Try raising the head of your bed by about 6 inches. Placing blocks or pillows underneath the mattress can be the most effective way to do this. This approach isn’t always an option, especially if your significant other doesn’t suffer from reflux, or you sleep on a water bed. If you can’t elevate the head of your bed, you may want to invest in a specially designed wedge pillow.
Stacking regular pillows is an option, but make sure to create a level incline down to your hips, otherwise you put excess strain on your neck and shoulders, and squish your abdomen, raising the stomach pressure and promoting reflux.
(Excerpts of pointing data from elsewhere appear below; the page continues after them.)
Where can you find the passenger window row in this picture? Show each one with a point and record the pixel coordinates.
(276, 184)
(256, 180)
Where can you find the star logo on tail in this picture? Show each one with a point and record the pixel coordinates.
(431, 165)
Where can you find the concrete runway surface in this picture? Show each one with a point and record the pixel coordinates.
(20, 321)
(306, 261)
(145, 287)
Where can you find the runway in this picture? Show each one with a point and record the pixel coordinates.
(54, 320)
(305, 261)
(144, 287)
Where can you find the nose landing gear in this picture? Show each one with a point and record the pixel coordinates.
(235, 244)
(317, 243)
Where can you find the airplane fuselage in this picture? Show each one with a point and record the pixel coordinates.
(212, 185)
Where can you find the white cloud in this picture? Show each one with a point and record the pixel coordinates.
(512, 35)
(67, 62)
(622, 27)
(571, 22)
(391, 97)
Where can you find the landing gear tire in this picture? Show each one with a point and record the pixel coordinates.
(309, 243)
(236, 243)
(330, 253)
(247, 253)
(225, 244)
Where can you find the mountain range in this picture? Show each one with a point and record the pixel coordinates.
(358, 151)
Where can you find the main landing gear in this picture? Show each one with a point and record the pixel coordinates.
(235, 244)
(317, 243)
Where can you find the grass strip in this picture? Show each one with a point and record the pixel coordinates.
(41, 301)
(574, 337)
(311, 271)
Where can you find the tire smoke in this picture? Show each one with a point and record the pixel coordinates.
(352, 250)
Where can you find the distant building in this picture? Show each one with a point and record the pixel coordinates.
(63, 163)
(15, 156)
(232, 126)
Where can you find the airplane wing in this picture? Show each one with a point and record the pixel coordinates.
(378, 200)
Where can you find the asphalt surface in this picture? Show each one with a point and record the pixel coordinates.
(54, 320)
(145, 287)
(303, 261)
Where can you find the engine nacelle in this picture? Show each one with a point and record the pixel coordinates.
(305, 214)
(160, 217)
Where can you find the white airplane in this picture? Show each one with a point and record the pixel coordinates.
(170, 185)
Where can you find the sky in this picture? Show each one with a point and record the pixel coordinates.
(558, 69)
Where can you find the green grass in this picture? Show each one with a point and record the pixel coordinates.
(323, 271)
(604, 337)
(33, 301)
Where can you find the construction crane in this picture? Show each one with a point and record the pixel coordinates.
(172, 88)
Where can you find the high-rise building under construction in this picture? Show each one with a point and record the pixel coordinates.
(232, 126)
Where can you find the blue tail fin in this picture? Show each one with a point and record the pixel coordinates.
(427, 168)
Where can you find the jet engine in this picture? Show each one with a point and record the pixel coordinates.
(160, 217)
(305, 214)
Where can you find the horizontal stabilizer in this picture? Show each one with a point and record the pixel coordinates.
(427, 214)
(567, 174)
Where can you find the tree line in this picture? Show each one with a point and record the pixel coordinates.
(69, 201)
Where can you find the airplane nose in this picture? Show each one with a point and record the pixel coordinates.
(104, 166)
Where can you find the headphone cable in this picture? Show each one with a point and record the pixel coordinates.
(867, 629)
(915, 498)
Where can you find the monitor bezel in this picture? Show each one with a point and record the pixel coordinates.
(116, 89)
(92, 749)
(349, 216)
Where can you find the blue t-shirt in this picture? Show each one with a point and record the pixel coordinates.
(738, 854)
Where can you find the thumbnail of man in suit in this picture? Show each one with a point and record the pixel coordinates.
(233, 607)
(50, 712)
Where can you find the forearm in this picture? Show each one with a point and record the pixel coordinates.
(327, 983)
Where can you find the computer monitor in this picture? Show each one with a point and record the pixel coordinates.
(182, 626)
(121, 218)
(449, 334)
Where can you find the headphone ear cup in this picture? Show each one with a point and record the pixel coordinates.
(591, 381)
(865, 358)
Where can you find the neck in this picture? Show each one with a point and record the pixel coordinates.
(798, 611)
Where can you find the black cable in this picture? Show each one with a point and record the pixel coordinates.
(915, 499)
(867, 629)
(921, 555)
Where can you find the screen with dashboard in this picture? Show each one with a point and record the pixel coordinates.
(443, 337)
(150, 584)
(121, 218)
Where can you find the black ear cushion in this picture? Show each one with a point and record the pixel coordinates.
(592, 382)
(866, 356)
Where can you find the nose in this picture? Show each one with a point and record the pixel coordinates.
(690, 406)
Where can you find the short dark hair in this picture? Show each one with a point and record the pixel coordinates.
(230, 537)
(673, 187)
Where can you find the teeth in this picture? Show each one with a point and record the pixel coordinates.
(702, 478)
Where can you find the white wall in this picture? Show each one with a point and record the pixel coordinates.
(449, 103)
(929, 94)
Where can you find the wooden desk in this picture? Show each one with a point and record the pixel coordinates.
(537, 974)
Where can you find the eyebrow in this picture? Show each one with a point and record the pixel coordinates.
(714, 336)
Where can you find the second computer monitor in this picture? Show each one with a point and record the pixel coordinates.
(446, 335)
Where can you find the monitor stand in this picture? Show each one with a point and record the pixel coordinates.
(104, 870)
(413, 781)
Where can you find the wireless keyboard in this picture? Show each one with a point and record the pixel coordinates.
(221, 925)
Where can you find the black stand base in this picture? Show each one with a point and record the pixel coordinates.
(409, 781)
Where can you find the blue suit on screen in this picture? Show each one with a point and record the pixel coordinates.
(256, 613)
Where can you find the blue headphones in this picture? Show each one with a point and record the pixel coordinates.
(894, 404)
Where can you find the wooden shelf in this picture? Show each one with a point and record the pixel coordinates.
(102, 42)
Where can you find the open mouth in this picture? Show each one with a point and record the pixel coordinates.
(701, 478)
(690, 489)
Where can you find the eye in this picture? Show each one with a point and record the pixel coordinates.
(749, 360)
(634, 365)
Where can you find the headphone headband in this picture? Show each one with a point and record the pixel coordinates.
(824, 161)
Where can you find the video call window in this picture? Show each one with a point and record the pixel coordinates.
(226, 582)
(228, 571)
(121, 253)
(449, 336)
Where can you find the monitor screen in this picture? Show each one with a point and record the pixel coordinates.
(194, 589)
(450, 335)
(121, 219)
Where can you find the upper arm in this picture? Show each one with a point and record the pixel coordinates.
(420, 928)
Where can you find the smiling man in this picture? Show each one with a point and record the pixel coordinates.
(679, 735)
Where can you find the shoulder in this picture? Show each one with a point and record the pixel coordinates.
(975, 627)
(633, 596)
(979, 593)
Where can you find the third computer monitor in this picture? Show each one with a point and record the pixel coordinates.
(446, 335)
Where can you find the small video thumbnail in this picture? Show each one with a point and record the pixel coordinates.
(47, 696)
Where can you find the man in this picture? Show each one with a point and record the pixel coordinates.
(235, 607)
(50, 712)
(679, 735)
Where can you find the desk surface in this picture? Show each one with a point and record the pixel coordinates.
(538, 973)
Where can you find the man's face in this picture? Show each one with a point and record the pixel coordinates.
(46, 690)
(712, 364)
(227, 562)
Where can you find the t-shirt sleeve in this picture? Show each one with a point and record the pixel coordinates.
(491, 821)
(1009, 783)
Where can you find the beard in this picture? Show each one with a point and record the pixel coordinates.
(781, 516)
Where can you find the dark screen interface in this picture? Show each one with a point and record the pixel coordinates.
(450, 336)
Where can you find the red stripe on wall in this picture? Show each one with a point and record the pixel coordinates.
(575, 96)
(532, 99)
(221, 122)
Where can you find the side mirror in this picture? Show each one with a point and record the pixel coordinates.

You can also try sleeping on your left side. Lying on your left side aids the stomach emptying by putting the outflow of the stomach downstream, reducing the likelihood that you’ll experience reflux symptoms.
Do Birds Have Gerd Foods That Can Help (☑ Reflux Disease) | Do Birds Have Gerd Disease Treatmenthow to Do Birds Have Gerd for About the Book Author
Patricia Raymond, MD, FACG, is one of the most respected voices in patient education on digestive health, including acid reflux. Michelle Beaver has served as editor-in-chief or associate editor for magazines that serve surgeons, endoscopic nurses, nephrologists, and primary-care physicians.